Consumer-price growth is seen moderating to 2.1% next year and to 1.9% in 2026, just below the European Central Bank’s 2% target. Despite some expected volatility in the short term, the disinflationary process “appears solidly in place,” the Brussels-based commission said.

“As inflation continues to ease and private consumption and investment growth pick up, with unemployment at record lows, growth is set to gradually accelerate over the next two years,” EU Economy Commissioner Paolo Gentiloni said in a statement. “However, structural challenges and geopolitical uncertainty weigh on our future prospects.”

The report doesn’t mention Donald Trump, who won the US presidential election several days after its cut-off date for incoming information. He presents a sizable risk to the European economy because of his pledge to raise tariffs on China and everyone else.

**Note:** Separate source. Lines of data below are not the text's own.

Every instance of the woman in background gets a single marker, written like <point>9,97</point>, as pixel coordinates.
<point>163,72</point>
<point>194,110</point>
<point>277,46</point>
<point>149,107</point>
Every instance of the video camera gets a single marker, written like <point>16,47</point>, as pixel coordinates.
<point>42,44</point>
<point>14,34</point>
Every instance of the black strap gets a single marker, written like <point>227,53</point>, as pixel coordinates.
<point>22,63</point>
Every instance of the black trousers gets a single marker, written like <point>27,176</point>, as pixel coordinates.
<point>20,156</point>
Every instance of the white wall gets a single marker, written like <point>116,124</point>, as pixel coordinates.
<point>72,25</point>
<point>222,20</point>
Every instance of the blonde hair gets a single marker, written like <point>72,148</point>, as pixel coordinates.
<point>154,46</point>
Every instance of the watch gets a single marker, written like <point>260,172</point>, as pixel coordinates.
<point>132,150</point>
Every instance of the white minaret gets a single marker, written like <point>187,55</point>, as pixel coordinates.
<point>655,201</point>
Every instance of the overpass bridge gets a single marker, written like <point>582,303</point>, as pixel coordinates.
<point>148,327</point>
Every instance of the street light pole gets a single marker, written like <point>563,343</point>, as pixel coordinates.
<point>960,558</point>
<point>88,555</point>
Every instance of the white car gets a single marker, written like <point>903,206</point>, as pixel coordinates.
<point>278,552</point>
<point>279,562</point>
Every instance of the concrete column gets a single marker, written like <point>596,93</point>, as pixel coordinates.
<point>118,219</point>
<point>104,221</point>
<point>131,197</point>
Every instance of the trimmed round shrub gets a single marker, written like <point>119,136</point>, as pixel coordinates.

Speaking to journalists in Brussels, Gentiloni said the trade relationship between the EU and the US is one of the world’s largest and most strategically significant, with a volume of €850 billion ($898 billion) last year for goods and another €650 billion for services.

“A possible protectionist turn in US trade policy would be extremely harmful to both economies,” he said. “The commission will work with the incoming US administration to advance a strong transatlantic agenda and ensure that international trade channels remain open, while making them more secure.”

Ask how potential US levies might impact euro-area inflation, Gentiloni told Bloomberg Television in a separate interview that “if these tariffs will be decided, that could have an inflationary impact.” Still, he highlighted that this would be “particularly in the US.”

Officials acknowledged that ongoing wars in Ukraine and the Middle East present another important risk as they fuel the “vulnerability of European energy security.”

Bundesbank President Joachim Nagel already warned this week that Trump’s tariff plan could cost Germany 1% of output. That would aggravate the situation in Europe’s biggest economy, which has lagged the rest of the region because of persistent weakness in its manufacturing sector.

The commission still predicts growth there of 0.7% next year after a slight contraction in 2024, as easing inflation and rising wages lead to a pickup in household consumption.

While those factors had been expected to ignite a region-wide rebound earlier this year, Brussels officials noted that the “restraint to consumption appears to be loosening.”

They expect households to lower their savings rate as interest rates fall, and corporate investment to rebound robustly due to strong balance sheets, recovering profits and improving credit conditions.

Euro-area gross domestic product rose more than expected in the third quarter, though some of that has been credited to volatile Irish numbers and one-off effects from the summer Olympics in France. Growth has held up better outside of the currency bloc’s two biggest economies, with Spain expected to rack up expansion of 3% in 2024.

Momentum there is seen slowing to 2.3% in 2025, while expansion in Italy is expected to pick up to 1% from 0.7%.

Monetary policy will provide a tailwind as the ECB keeps cutting borrowing costs. Concerns about the region’s growth outlook already prompted officials to bring forward such a move last month, and economists widely expect further easing at future meetings.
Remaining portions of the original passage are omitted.